Imports include four main categories essential to local production and exports: food, medicines, machinery and equipment, and raw materials. Last year, for example:
- 25% of imports were mineral and chemical products,
- 24% agricultural products (wheat, corn, meat, etc.),
- 15% machinery and equipment,
- 13% basic metals.
Specifically, Egypt imported in the past year:
- Around $8.56 billion worth of wheat, corn, and soybeans,
- Refined petroleum worth nearly $8.5 billion,
- Packaged medicines exceeding $2.5 billion,
- Natural gas valued at around $3 billion, with prospects of further increase this year.
For context, Egypt consumes roughly 20 million tons of wheat annually, producing half domestically, while importing the rest mainly from Russia, Ukraine, the U.S., France, and Romania. Fortunately, global wheat prices fell from $450 to $300 per ton.
Imports are sourced mainly from:
- Arab countries (oil and gas),
- The European Union ($22.5 billion),
- The United States ($8 billion+),
- Russia ($6 billion),
- China ($2.5 billion).
As for debt service, Central Bank reports show that by June, Egypt's external obligations stood at:
- $31.1 billion in loan installments,
- $6.3 billion in interest payments,
- $907 million in currency swap contracts,
- $1.9 billion under repo agreements.
All of these were paid on time.

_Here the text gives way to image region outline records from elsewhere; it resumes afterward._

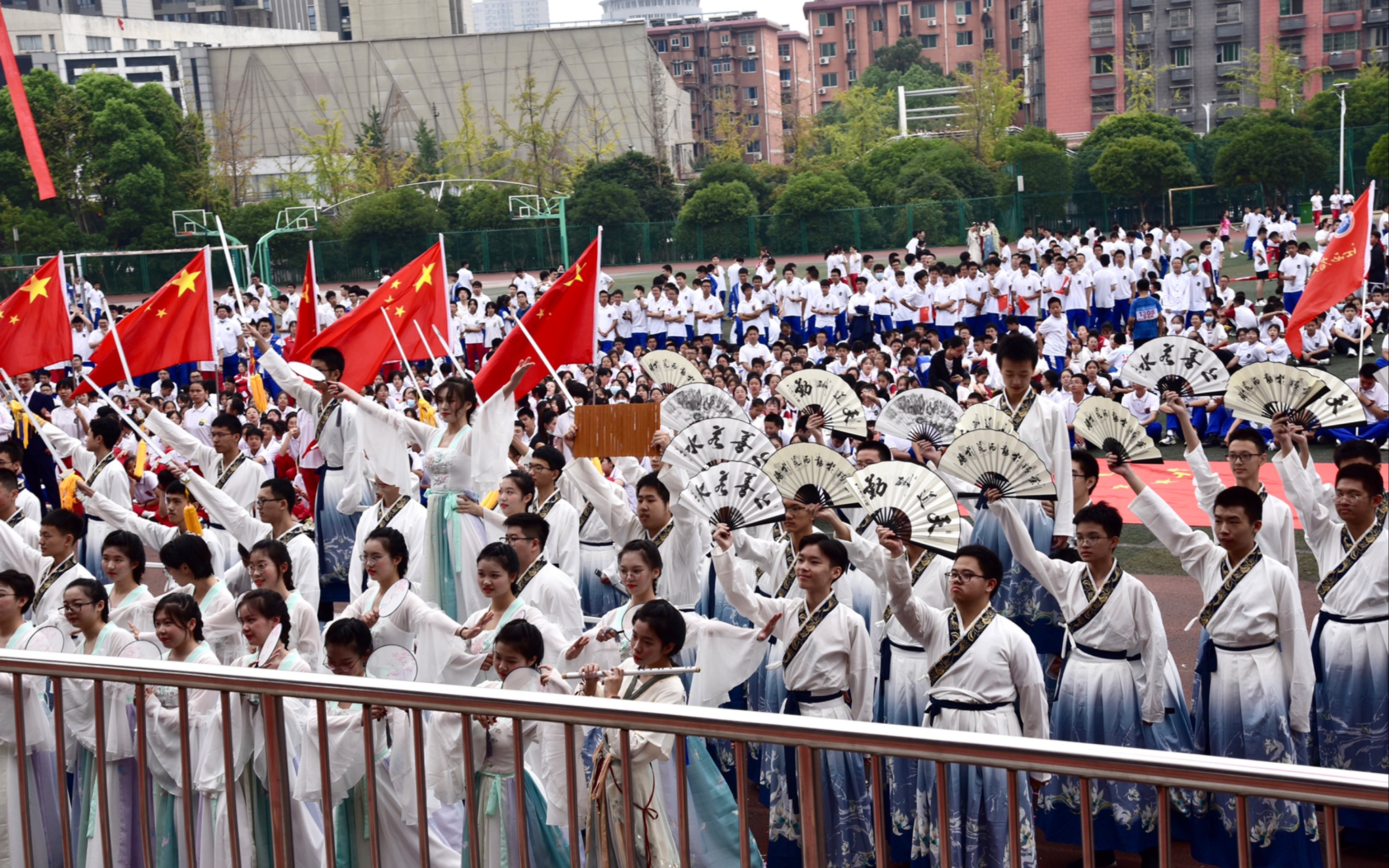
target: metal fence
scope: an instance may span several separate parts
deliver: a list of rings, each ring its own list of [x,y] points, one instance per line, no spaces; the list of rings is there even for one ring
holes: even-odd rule
[[[321,769],[324,775],[322,793],[325,800],[331,800],[332,786],[328,779],[328,739],[326,739],[326,703],[360,703],[363,706],[364,751],[368,757],[372,753],[372,718],[369,706],[386,706],[408,710],[413,718],[411,731],[414,733],[415,764],[415,792],[418,808],[418,829],[421,836],[421,858],[428,864],[428,815],[426,793],[424,781],[424,743],[422,743],[422,714],[453,712],[463,714],[464,733],[471,729],[468,715],[488,715],[499,719],[511,719],[517,740],[517,786],[524,786],[524,736],[522,719],[568,724],[565,726],[565,756],[574,757],[575,726],[607,726],[619,731],[618,756],[629,760],[631,744],[628,732],[633,729],[676,733],[679,736],[728,739],[733,743],[733,753],[738,757],[738,811],[739,836],[745,842],[742,864],[749,865],[749,804],[746,761],[747,743],[782,743],[795,747],[797,764],[803,769],[818,769],[821,751],[847,751],[863,754],[871,768],[872,800],[874,800],[874,833],[879,853],[886,853],[888,829],[882,811],[883,800],[883,760],[888,757],[901,757],[936,764],[936,782],[940,787],[939,800],[942,808],[942,829],[950,829],[947,811],[949,800],[945,799],[945,782],[947,774],[945,764],[961,762],[974,765],[989,765],[1007,769],[1008,799],[1017,797],[1017,775],[1024,772],[1051,772],[1079,776],[1081,817],[1083,818],[1082,836],[1086,842],[1083,860],[1086,868],[1093,868],[1093,840],[1090,829],[1090,801],[1089,779],[1120,779],[1142,781],[1157,787],[1158,794],[1158,847],[1160,862],[1165,868],[1171,864],[1171,818],[1170,818],[1170,790],[1172,787],[1211,790],[1231,793],[1236,797],[1236,831],[1240,835],[1239,864],[1251,864],[1249,840],[1249,806],[1251,797],[1288,799],[1295,801],[1310,801],[1325,807],[1325,826],[1331,832],[1324,835],[1326,847],[1325,864],[1329,868],[1340,865],[1339,836],[1336,812],[1339,808],[1363,808],[1370,811],[1389,811],[1389,776],[1367,772],[1350,772],[1340,769],[1311,768],[1281,762],[1260,762],[1247,760],[1226,760],[1221,757],[1163,753],[1150,750],[1097,747],[1093,744],[1079,744],[1070,742],[1051,742],[1025,737],[1007,737],[993,735],[975,735],[968,732],[935,731],[926,728],[893,726],[886,724],[856,724],[851,728],[842,721],[817,719],[810,717],[767,715],[746,711],[726,711],[710,708],[688,708],[683,706],[661,706],[649,703],[631,703],[597,699],[560,697],[544,693],[526,693],[511,690],[485,690],[471,687],[453,687],[444,685],[401,683],[376,679],[338,678],[321,674],[297,674],[261,669],[242,669],[232,667],[199,667],[171,662],[150,662],[138,660],[115,660],[101,657],[76,657],[69,654],[38,654],[0,650],[0,674],[10,674],[14,679],[15,703],[15,747],[18,756],[26,756],[26,733],[24,721],[22,697],[25,694],[21,678],[46,676],[53,679],[54,696],[54,726],[63,732],[63,679],[92,679],[92,689],[97,701],[97,742],[96,754],[104,757],[104,726],[101,724],[101,696],[104,682],[171,686],[178,689],[179,707],[188,707],[189,690],[210,690],[219,696],[222,715],[222,739],[225,761],[225,790],[222,796],[228,800],[236,799],[235,781],[238,771],[232,765],[231,747],[231,707],[232,703],[242,701],[242,694],[258,699],[260,711],[264,719],[264,754],[265,754],[265,786],[269,794],[271,811],[271,850],[276,865],[288,865],[290,854],[290,829],[288,811],[290,803],[290,768],[292,757],[288,747],[286,717],[283,700],[297,697],[317,704],[317,726]],[[146,712],[143,703],[136,704],[136,737],[139,764],[139,817],[151,817],[149,812],[149,758],[144,749]],[[181,743],[188,742],[189,719],[186,712],[179,715]],[[478,757],[472,753],[472,742],[465,735],[464,772],[465,781],[474,779],[478,768]],[[63,737],[57,739],[57,762],[64,767]],[[675,762],[679,779],[678,817],[679,828],[688,829],[689,806],[686,804],[685,787],[685,740],[675,739]],[[19,808],[21,817],[29,817],[29,787],[24,779],[24,762],[19,762]],[[622,792],[632,793],[632,764],[624,761],[621,769]],[[578,771],[575,762],[568,762],[568,829],[569,829],[569,858],[574,868],[579,867],[579,831],[578,831],[578,796],[586,793],[588,787],[576,786]],[[182,757],[183,792],[192,792],[188,750]],[[368,761],[365,772],[367,811],[371,828],[376,828],[376,779],[374,762]],[[96,822],[103,824],[101,842],[104,864],[110,865],[108,833],[111,822],[111,793],[107,792],[106,775],[96,775],[99,814]],[[806,865],[825,864],[822,824],[822,796],[814,771],[799,776],[799,796],[801,806],[803,853]],[[193,814],[188,807],[190,800],[185,800],[185,810],[179,833],[193,840]],[[117,806],[119,807],[119,806]],[[518,829],[525,829],[525,797],[518,790],[517,799]],[[628,799],[625,810],[625,828],[632,829],[633,807]],[[479,811],[468,810],[468,843],[471,849],[469,864],[479,861]],[[1020,811],[1014,806],[1008,808],[1010,821],[1010,853],[1013,865],[1020,865]],[[64,812],[64,818],[67,814]],[[236,822],[235,804],[228,806],[231,824]],[[68,821],[64,819],[64,824]],[[325,804],[325,849],[333,846],[332,810]],[[150,826],[142,822],[144,829]],[[64,825],[64,864],[71,867],[71,840]],[[28,836],[28,832],[24,832]],[[635,865],[632,853],[632,837],[626,836],[626,864]],[[151,847],[150,835],[143,835],[142,846],[149,853]],[[378,850],[372,853],[372,864],[381,865],[379,836],[372,835],[372,846]],[[243,864],[242,854],[236,853],[236,826],[231,833],[232,862]],[[25,837],[28,846],[28,837]],[[679,836],[681,864],[690,864],[689,836]],[[189,849],[192,853],[193,849]],[[525,853],[524,839],[521,853]],[[526,857],[522,857],[522,864]],[[940,847],[940,864],[950,868],[951,853],[949,846]],[[329,864],[332,864],[332,850],[329,850]]]

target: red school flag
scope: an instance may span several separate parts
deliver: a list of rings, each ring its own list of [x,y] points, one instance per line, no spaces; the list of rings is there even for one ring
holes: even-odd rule
[[[1307,289],[1288,321],[1288,349],[1295,357],[1301,356],[1303,326],[1364,285],[1370,271],[1370,231],[1374,222],[1370,210],[1374,200],[1375,182],[1371,181],[1356,204],[1340,212],[1340,224],[1331,233],[1326,250],[1307,275]]]
[[[513,329],[492,358],[483,362],[472,379],[478,400],[485,401],[500,392],[526,358],[535,360],[536,365],[517,386],[517,394],[535,389],[549,374],[540,361],[542,354],[556,368],[593,361],[601,243],[603,231],[599,229],[599,236],[579,254],[574,265],[550,285],[525,317],[521,317],[525,331]],[[535,344],[526,339],[526,332],[535,339]]]
[[[189,264],[169,278],[144,304],[115,324],[125,349],[131,376],[171,368],[186,361],[217,358],[213,350],[211,249],[203,247]],[[115,337],[107,337],[92,351],[90,374],[97,386],[125,379]],[[90,392],[82,382],[76,393]]]

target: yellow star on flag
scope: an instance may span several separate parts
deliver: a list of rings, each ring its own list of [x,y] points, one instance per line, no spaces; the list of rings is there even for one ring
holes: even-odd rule
[[[178,297],[182,299],[186,292],[197,292],[197,275],[201,271],[189,272],[188,268],[178,272],[178,276],[169,281],[169,283],[178,286]]]

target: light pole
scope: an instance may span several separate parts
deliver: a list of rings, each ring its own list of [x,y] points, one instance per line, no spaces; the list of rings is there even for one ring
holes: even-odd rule
[[[1350,82],[1336,82],[1336,96],[1340,99],[1340,154],[1336,158],[1336,186],[1346,194],[1346,87]]]

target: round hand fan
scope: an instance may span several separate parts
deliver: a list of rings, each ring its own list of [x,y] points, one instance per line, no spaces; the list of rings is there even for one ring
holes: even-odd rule
[[[954,440],[956,425],[964,411],[960,401],[935,389],[907,389],[899,392],[878,414],[881,433],[915,443],[931,440],[943,449]]]
[[[786,518],[776,483],[743,461],[725,461],[694,474],[681,492],[681,501],[710,524],[735,531]]]
[[[1365,424],[1364,406],[1356,397],[1354,389],[1346,385],[1346,381],[1320,368],[1303,368],[1303,372],[1325,383],[1326,392],[1301,408],[1300,425],[1304,428],[1353,428]]]
[[[1158,397],[1167,392],[1193,397],[1225,392],[1229,372],[1206,344],[1170,336],[1156,337],[1133,350],[1120,371],[1120,379],[1147,386]]]
[[[383,644],[367,658],[367,676],[385,681],[414,681],[419,674],[415,656],[403,644]]]
[[[1175,392],[1175,389],[1174,389]],[[1163,453],[1122,404],[1107,397],[1088,397],[1075,410],[1075,433],[1104,454],[1136,464],[1161,464]]]
[[[1268,428],[1274,417],[1281,414],[1304,425],[1308,415],[1299,411],[1325,392],[1326,383],[1308,374],[1307,368],[1260,361],[1231,375],[1225,406],[1235,418],[1247,419],[1260,428]]]
[[[1008,418],[1008,414],[992,404],[975,404],[960,414],[960,421],[956,422],[954,436],[958,437],[960,435],[971,431],[997,431],[1013,437],[1017,436],[1017,432],[1013,428],[1013,419]]]
[[[671,439],[661,462],[697,474],[720,461],[746,461],[761,467],[776,447],[756,425],[742,418],[704,419]]]
[[[122,660],[164,660],[164,649],[149,639],[136,639],[121,649],[117,657]]]
[[[956,437],[940,457],[940,472],[983,492],[999,489],[1004,497],[1056,500],[1056,485],[1040,456],[1001,431],[979,429]]]
[[[853,437],[868,436],[868,418],[863,401],[840,376],[808,368],[782,379],[776,394],[801,415],[825,417],[825,428]]]
[[[863,503],[854,482],[854,465],[820,443],[792,443],[778,449],[763,471],[786,500],[826,507],[857,507]]]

However, total debt service obligations between January and year-end are projected to reach $44.5 billion, broken down as follows:
- $10.5 billion owed by the government,
- $21.2 billion by the Central Bank,
- $8.1 billion by commercial banks,
- $3.5 billion by other sectors.
In conclusion:
While Egypt's economic situation has improved, greater effort is still needed, particularly in industrial and agricultural expansion. These are the best ways to cover domestic needs, boost exports, create jobs, lower inflation, and reduce prices of goods and services.
In parallel, Egypt must work on increasing tourist inflows, enhancing the investment climate, and restoring Suez Canal revenues to pre-Red Sea crisis levels (around $10.5 billion).
Most importantly, industrial localization and agricultural expansion are areas where Egypt has relative control, unlike many external sources of foreign currency, which remain vulnerable to global shocks.
May God safeguard Egypt, and may the future hold even better prospects.